Ross Clark, in the Spectator, remarks on the irony inherent in revolutionary looting as a collaborative activity involving the National Elite Establishment and the urban canaille. Of course, what we are seeing here is, when you come right down to it, the active physical manifestation of everything today’s democrat party stands for.
That LEGO set or Louis Vuitton bag you’ve always wanted can be yours free if you just wait for the next black suspect to die in police custody. That’s the lesson so far from the riots in Minneapolis, Portland, Atlanta and elsewhere following the death of George Floyd. Arson and luxury looting are not the most obvious ways of fighting racism or police brutality, but at this point riots are a ritual. ‘Antifa’ means bourgeois bolshevism — college-educated mock revolutionaries performing to a predictable script.

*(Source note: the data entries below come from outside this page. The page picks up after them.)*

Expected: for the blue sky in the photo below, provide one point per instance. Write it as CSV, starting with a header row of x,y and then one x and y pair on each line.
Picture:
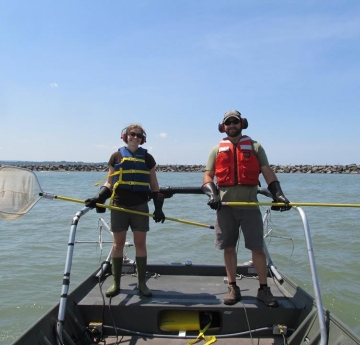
x,y
75,73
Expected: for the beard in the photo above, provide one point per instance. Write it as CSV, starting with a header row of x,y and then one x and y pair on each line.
x,y
233,132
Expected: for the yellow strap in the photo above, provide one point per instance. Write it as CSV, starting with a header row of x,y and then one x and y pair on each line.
x,y
134,171
209,339
133,159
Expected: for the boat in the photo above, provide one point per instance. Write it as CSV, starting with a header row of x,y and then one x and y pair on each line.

This is the most sterile rebellion any country has ever seen. Far from terrifying the establishment, it reflects exactly what is taught in schools and preached over the airwaves and in respectable op-eds. Academics and celebrities have taken to Twitter to assure these wonderful young louts that riots really do reform politics and the civil rights movement was about violence from the beginning. Don’t worry: you’re saving black lives by throwing that brick through a window and lighting a liquor store on fire. You’re just like the Boston Tea Party — only not racist.
This is what significant portions of the opinion-forming classes in America actually believe. There is a spectrum, of course. Some thought leaders cavil more than others about the uncouthness of it all. But even the most delicate of pundits isn’t as bothered by the firebombs and pillaging as he is by Donald Trump’s next tweet: that’s real violence.